Despite being fundamental conduits to knowledge, our senses are subject to perennial doubt. Stimuli can present itself in deceptive and disguised forms. Our eyes and ears can always mislead. Tangibility might seem somehow exceptional, implying a physical existence that literally must be felt to be believed. In the presence of Rachelle Sawatsky’s work, however, touch can also be a trick.
If considered like skin, her paintings undulate with an organic liveness, suggesting interior volumes beyond their permeable surfaces. Yet the haptic memory stored in these surfaces is often belied by the vivid impressions that cover them. Indexical traces of gravel, sand, hay, and chains signify prior contact between objects and canvas, but the palpable conditions of this contact—a material’s density and weightiness, the coarseness or softness of its grain, the duration of its positioning—linger just out of reach.

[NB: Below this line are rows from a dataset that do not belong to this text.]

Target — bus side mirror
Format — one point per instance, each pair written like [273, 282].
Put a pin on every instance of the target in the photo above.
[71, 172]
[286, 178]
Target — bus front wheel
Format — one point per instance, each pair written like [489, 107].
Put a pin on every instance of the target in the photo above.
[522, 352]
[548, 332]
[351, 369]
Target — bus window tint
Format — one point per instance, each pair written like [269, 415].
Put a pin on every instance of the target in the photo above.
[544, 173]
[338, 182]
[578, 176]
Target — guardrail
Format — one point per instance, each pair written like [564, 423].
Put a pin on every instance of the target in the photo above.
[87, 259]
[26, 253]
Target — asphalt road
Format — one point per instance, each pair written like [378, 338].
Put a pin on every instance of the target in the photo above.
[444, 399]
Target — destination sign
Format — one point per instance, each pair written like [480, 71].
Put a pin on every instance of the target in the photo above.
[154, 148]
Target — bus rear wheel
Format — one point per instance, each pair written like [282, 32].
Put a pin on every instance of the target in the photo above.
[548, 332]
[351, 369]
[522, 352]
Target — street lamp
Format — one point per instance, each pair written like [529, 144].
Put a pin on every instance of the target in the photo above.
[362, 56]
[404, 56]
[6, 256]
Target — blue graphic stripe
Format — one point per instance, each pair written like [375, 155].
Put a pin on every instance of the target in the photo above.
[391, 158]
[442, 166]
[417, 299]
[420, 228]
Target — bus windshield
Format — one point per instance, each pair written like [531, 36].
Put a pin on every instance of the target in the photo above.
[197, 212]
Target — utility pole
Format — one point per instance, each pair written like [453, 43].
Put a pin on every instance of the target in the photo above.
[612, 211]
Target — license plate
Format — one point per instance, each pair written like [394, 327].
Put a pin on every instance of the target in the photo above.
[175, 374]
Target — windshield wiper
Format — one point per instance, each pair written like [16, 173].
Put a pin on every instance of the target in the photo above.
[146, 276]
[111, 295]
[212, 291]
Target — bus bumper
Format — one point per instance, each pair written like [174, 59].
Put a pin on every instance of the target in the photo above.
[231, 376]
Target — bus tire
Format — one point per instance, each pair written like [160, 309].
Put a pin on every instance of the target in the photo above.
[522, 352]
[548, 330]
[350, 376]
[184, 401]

The artist physically places and shifts these objects, leaving marks of watercolor in whisps, swipes, clusters, and bleeds. A kind of liquid intelligence underlies this process: compositions unfold and articulate themselves according to how solid matter behaves amidst what Kaja Silverman terms the "lability and incalculability" of a fluid substrate. As materials gather, combine, soak, and spread, they assert their own pictorial logic, merging dry and wet, solid and liquid, with each new wash of paint.
In some cases, deeply hued forms resemble large crevices or ridges. They appear to seep outward, shifting in tone and texture and gently withdrawing at their edges. Gestures like these accumulate through a multitude of chromatic layers, coalescing in palimpsests of positive and negative space. These spaces’ coordinates constantly transmute, alternately crystallizing into sharp, granular masses and atomizing into airy sprays. As patterns emerge and recede, they throw shadows and dip into murky depths—melding, soaking, churning, knowing.